Demokratie in Türkei erhält neue Chance
Von Walter Friedl
Die türkische Demokratie erhält eine zweite Chance.
über Erdogans Niederlage
Die Parlamentswahlen vom Sonntag stellen eine tiefe Zäsur in der jüngeren Geschichte der Türkei dar. Erstmals seit ihrer Machtübernahme 2002 wird die AKP einen Partner fürs Regieren brauchen. Für die Demokratie im Land am Bosporus ist das ein guter Tag, für Präsidenten Recep Tayyip Erdogan, der die Türkei immer autoritärer führte, ein Desaster. Denn eigentlich der Überparteilichkeit verpflichtet, hatte er sich für "seine" AKP voll ins Zeugen geworfen – er wollte sie um jeden Preis pushen, um sie so weit zu stärken, dass sie per Verfassungsänderung die Befugnisse des Staatsoberhauptes, also seine, massiv ausweitet. Für diese Allmachtsansprüche wurde Erdogan drastisch abgestraft. Wie der Egomane damit umgeht, wird man sehen.

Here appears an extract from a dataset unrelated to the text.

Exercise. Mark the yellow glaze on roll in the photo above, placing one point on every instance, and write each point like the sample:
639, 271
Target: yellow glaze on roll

Auf parlamentarischer Ebene sind die Kurden, die diesmal als Liste HDP antraten, der klare Wahlsieger. Woran sie bisher stets gescheitert waren, schafften sie am Sonntag: Sie übersprangen die hohe Zehn-Prozent-Hürde und stießen damit die AKP ins Jammertal – auch wenn diese weiterhin stimmenstärkste Fraktion ist. Die Frage wird sein, ob sie sich auf einen Pakt mit Erdogan einlassen – nach dem Motto: Mündet der Krieg gegen die PKK endlich in einem Friedensabkommen, und bekommen die Kurden endlich mehr Rechte, könnte man ja ins Geschäft kommen. Weitreichende Kompetenzen für den Staatschef in einer etwaigen neuen Verfassung wird es aber nicht spielen. Denn ihr gutes Abschneiden verdankt die HDP auch ihrer Wahlkampfansage: "Wir werden die Diktatur verhindern." Damit punktete sie auch im demokratischen Lager, wo Erdogan verhasst ist.
Fix ist: Der Präsident und seine AKP, die dem Land in den vergangenen 13 Jahren viel Positives gebracht, aber ihm auch stark geschadet haben, sind schwer angeschlagen. Eine neue Ära beginnt jetzt, die türkische Demokratie erhält eine zweite Chance.